Bob Lonsberry suggests that Utah’s treatment of drunk driving does not reflect the seriousness of the offense. He argues that we can clear this up easily by requiring a mandatory sentence of one year in the county jail on the first DUI offense, with no possibility of getting out early or commuting any of the sentence to community service. He further prescribes a mandatory 10-year sentence in the state penitentiary for the second offence. Yes, this will wreak havoc on the offender’s personal life and will harshly impact the innocents connected to the offender. But if the message gets out that driving under the influence even once will seriously and permanently mess up your life, Lonsberry contends, people will be much less likely to engage in that behavior.
That sounds like a great solution. But this Standard Examiner editorial points out some problems with harsh mandatory sentencing that simply cannot be ignored. The editorial focuses on the excessively repugnant crime of child sexual abuse, but many of the editors’ points apply to DUI and other serious crimes as well.
In 1983 Utah passed a mandatory sentencing law for predatory pedophiles. But the law was repealed in 1995 because “the minimum-mandatory sentences allowed prosecutors to force defendants to plead guilty to lesser charges.” Also, our politicians apparently feel that Utah’s taxpayers are about tapped out on what they are willing to pay for corrections. Thus, minimum-mandatory sentences result in overcrowding and moving criminals to less expensive county facilities, where they mingle with and train less serious offenders.

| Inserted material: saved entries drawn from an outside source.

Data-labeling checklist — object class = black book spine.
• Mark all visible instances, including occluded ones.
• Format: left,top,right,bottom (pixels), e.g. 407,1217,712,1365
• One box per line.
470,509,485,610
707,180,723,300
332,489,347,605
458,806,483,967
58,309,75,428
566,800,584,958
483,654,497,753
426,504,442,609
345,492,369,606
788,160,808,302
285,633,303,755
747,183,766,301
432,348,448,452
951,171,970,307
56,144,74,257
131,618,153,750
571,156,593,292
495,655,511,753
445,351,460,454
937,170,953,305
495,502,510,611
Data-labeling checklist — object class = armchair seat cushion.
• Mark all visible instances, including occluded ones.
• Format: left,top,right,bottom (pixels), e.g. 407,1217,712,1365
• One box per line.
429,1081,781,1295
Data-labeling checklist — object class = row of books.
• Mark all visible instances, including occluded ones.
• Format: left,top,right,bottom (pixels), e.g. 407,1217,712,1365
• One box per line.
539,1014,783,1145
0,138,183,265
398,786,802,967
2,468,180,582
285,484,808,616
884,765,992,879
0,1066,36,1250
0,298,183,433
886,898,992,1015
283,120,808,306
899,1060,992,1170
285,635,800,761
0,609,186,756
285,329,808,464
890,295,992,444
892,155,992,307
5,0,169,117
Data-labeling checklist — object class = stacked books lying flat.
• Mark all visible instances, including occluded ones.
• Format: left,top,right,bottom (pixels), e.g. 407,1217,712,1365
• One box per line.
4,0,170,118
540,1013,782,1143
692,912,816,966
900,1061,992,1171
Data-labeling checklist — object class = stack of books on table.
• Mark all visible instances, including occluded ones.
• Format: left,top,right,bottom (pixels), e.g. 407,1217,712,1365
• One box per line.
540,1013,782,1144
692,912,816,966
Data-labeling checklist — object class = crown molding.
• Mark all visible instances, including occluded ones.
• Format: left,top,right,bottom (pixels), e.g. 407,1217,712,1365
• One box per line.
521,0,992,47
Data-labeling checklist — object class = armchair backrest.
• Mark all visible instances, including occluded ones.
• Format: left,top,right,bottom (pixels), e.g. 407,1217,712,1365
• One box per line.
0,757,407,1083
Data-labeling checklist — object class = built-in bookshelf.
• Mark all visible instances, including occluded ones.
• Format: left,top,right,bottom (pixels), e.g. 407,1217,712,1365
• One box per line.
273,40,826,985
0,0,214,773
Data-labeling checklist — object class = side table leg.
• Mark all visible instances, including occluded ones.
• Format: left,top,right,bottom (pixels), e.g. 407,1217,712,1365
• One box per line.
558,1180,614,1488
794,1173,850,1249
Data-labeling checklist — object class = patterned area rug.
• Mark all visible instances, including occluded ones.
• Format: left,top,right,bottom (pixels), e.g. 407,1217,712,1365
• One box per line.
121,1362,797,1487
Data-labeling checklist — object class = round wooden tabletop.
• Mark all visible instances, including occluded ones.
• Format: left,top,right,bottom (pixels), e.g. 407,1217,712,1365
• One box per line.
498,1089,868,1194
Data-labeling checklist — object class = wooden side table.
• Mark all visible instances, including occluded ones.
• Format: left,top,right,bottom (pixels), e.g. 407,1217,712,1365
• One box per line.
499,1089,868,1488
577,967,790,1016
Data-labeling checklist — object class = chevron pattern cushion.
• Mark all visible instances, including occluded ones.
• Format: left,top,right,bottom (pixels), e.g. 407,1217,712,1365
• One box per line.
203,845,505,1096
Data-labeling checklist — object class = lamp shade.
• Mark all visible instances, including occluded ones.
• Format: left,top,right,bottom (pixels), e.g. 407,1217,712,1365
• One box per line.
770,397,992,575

For those of you that are thinking that we should remove prosecutors’ ability to plea bargain in certain types of cases, you may want to actually do some research into our justice system and find out what works and what doesn’t. Consider, for example, this interview with a criminal court judge in Houston. He says, “If we had an ideal situation, where every case that came in was tried before a jury who speaks for our community, we would be sending these cases for 10 years down the road to be tried. There just aren't enough courts to try these cases before a jury because the of number of cases.” It is argued that plea bargains for the most part help achieve outcomes that would be likely with a full-blown jury trial, but at a substantially lower cost to the taxpayers.
In actuality, very few cases end up going to trial. The vast majority of cases are resolved via plea bargain. The cases that do go to trial end up being the input data for modeling plea bargains. The interview referenced above addresses concerns about innocent people accepting plea bargains and mistakes that can (and do) occur in the bargaining process. The judge admits that the public is generally suspicious of plea bargains, but he also suggests that plea bargains are a decent tool for achieving a level of justice that is generally acceptable to the community.
The trouble occurs when we see an obvious problem. Mr. VanDyke should have been dealt with much more aggressively during his 15 years of DUIs prior to Jan. 28, 2000, whether this meant treatment, incarceration, or both. Had that occurred, Mrs. Bradley may be alive today. And was justice served when VanDyke spent only five years in jail for taking the life of this innocent young mother?
Cases like this cause us to demand harsher punishment. But the question then arises as to whether we are actually willing to pay for this harsher punishment. Corrections is severely under budgeted in Utah, and legislators are scrambling to figure out how to begin to remedy the problem when there are so many other demands for taxpayer dollars. Legislating harsher sentences without budgeting for the increased expense is too much like the way Congress increases discretionary spending without allotting actual revenues to cover the increased expenditure.
We want justice served, but at what price? We all want predatory pedophiles and dangerous drunk drivers put where they can’t harm innocents. But what is actually the best way to accomplish this at a cost taxpayers are willing to bear? As we can see, this issue is more complex than it appears on the surface.